Further complications arose in obtaining money from the estate of Lady Margaret to pay for the foundation and it was not until 22 October 1512 that a codicil was obtained in the court of the Archbishop of Canterbury. In November 1512 the Court of Chancery allowed Lady Margaret's executors to pay for the foundation of the college from her estates; when Lady Margaret's executors took over they found most of the old Hospital buildings beyond repair, but repaired and incorporated the Chapel into the new college. A kitchen and hall were added, an imposing gate tower was constructed for the College Treasury; the doors were to be closed each day at dusk. Over the course of the following five hundred years, the college expanded westwards towards the River Cam, now has twelve courts, the most of any Oxford or Cambridge College; the first three courts are arranged in enfilade. The college has retained its relationship with Shrewsbury School since 1578, when the headmaster Thomas Ashton assisted in drawing up ordinances to govern the school.

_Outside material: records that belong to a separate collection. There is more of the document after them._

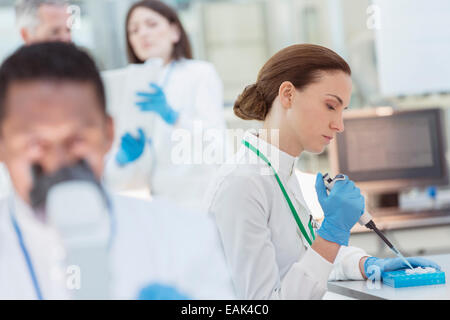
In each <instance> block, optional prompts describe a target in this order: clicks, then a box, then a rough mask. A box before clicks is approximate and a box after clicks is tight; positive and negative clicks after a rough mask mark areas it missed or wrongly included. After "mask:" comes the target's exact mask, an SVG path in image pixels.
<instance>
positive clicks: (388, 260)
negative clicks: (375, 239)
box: [364, 257, 441, 278]
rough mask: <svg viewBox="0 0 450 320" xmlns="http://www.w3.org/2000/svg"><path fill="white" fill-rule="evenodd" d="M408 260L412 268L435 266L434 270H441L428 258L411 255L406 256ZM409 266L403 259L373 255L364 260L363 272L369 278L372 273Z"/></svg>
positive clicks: (408, 267)
mask: <svg viewBox="0 0 450 320" xmlns="http://www.w3.org/2000/svg"><path fill="white" fill-rule="evenodd" d="M406 260H408V262H409V263H410V264H411V266H412V267H413V268H417V267H422V268H426V267H431V268H435V269H436V270H441V267H440V266H439V265H438V264H437V263H435V262H433V261H431V260H428V259H425V258H421V257H411V258H406ZM406 268H409V267H408V266H407V264H406V263H405V261H403V259H400V258H387V259H380V258H375V257H369V258H367V259H366V261H365V262H364V273H365V274H366V276H367V278H370V277H371V276H372V275H373V274H374V273H379V274H380V275H381V273H383V272H388V271H395V270H400V269H406Z"/></svg>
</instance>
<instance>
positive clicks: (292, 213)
mask: <svg viewBox="0 0 450 320" xmlns="http://www.w3.org/2000/svg"><path fill="white" fill-rule="evenodd" d="M242 143H243V144H244V146H246V147H247V148H248V149H250V150H251V151H253V152H254V153H255V154H256V155H257V156H258V157H260V158H261V159H262V160H263V161H264V162H265V163H266V164H267V165H268V166H269V167H270V168H271V169H272V171H273V173H274V175H275V179H276V180H277V182H278V185H279V186H280V189H281V192H282V193H283V196H284V198H285V199H286V201H287V203H288V205H289V208H290V209H291V212H292V215H293V216H294V219H295V221H296V222H297V225H298V227H299V228H300V231H301V232H302V235H303V237H305V239H306V241H307V242H308V243H309V245H310V246H311V245H312V241H311V238H310V237H309V235H308V233H307V232H306V229H305V227H304V226H303V223H302V221H301V220H300V218H299V216H298V214H297V210H295V207H294V205H293V204H292V201H291V198H290V197H289V195H288V193H287V192H286V189H285V188H284V186H283V183H282V182H281V180H280V177H279V176H278V174H277V172H276V171H275V169H274V168H273V167H272V164H271V163H270V161H269V160H268V159H267V158H266V156H264V154H262V153H261V151H259V150H258V149H257V148H255V147H254V146H253V145H252V144H250V142H248V141H246V140H242ZM311 220H312V219H310V220H309V223H308V228H309V231H310V233H311V236H312V239H313V240H315V239H316V237H315V235H314V229H313V227H312V225H311Z"/></svg>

Under these rulings, the borough bailiffs had power to appoint masters, along with Ashton's old college, St John's, having an academic veto. Since the appointment of Johnian academics to the Governing Body, the historic awarding of'closed' Shrewsbury Exhibitions, has continued; the current Master of St. John’s, Chris Dobson, has remained an ex officio Governor of Shrewsbury since 2007. St John's College first admitted women in October 1981, when K. M. Wheeler was admitted to the fellowship, along with nine female graduate students; the first women undergraduates arrived a year later. St John's distinctive Great Gate follows the standard contemporary pattern employed at Christ's College and Queens' College; the gatehouse is adorned with the arms of the foundress Lady Margaret Beaufort. Above these are displayed her ensigns, the Red Rose of Lancaster and Portcullis; the college arms are flanked by curious creatures known as yales, mythical beasts with elephants' tails, antelopes' bodies, goats' heads, swivelling horns.

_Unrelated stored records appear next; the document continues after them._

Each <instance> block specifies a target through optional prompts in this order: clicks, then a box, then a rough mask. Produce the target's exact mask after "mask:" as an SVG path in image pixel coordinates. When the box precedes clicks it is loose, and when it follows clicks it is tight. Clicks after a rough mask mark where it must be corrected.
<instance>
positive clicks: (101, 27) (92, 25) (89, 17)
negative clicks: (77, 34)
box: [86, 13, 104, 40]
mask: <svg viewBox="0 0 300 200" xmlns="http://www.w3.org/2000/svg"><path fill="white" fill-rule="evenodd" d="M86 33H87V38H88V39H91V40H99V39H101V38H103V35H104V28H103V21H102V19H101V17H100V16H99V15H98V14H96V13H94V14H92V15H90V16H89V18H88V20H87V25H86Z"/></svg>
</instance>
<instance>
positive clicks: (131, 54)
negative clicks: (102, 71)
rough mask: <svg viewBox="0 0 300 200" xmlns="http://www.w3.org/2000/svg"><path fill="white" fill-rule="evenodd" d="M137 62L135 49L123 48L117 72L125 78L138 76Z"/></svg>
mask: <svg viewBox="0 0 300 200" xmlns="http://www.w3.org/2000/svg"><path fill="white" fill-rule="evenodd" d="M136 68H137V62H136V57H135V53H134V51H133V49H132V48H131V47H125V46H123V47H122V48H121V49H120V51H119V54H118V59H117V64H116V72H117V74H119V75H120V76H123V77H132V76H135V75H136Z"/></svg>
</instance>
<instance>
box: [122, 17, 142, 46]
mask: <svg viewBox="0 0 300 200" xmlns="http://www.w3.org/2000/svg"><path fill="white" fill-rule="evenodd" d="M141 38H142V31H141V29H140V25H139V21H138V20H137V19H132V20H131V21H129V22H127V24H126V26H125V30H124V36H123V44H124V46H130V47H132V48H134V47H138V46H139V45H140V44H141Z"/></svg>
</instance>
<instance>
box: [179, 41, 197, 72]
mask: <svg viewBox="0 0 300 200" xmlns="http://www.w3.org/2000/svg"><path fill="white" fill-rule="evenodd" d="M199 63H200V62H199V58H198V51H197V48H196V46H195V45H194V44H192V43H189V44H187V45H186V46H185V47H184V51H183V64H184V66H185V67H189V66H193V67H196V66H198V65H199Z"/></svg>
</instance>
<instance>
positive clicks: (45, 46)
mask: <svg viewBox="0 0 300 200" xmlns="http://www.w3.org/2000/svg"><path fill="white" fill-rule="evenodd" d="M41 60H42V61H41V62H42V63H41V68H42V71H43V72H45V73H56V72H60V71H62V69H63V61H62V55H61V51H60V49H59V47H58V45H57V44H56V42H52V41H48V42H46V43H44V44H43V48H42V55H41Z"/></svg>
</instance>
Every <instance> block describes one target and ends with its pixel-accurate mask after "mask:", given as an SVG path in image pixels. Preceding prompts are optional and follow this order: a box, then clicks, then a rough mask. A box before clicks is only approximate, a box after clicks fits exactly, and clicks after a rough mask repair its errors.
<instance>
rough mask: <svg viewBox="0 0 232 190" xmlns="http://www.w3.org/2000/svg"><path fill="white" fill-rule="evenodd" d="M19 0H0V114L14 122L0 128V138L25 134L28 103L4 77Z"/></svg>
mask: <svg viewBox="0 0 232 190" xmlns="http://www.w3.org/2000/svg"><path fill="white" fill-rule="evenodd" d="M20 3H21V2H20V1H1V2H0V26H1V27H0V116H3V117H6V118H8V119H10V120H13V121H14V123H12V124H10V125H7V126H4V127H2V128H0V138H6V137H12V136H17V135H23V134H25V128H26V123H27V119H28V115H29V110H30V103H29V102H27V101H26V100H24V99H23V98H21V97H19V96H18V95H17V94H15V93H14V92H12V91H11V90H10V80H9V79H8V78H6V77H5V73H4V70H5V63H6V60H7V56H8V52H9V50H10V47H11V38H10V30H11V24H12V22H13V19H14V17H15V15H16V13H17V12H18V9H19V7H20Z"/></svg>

Above them is a tabernacle containing a socle figure of St John the Evangelist, an Eagle at his feet and symbolic, poisoned chalice in his hands. The fan vaulting above is contemporary with tower, may have been designed by William Swayne, a master mason of King's College Chapel. First Court is entered via the Great Gate, is architecturally varied. First Court was converted from the hospital on the foundation of the college, constructed between 1511 and 1520. Though it has since been changed, the front range is still much as it appeared when first erected in the 16th century; the south range was refaced between 1772–6 in the Georgian style by the local architect, James Essex, as part of an abortive attempt to modernise the entire court in the same fashion. The most dramatic alteration to the original, Tudor court, remains the Victorian amendment of the north range, which involved the demolition of the original mediaeval chapel and the construction of a new, far larger set of buildings in the 1860s.
These included the Chapel, designed by Sir George Gilbert Scott, which includes in its interior some pieces saved from the original chapel. It is the tallest building in Cambridge; the alteration of the north range necessitated the restructuring of the connective sections of First Court.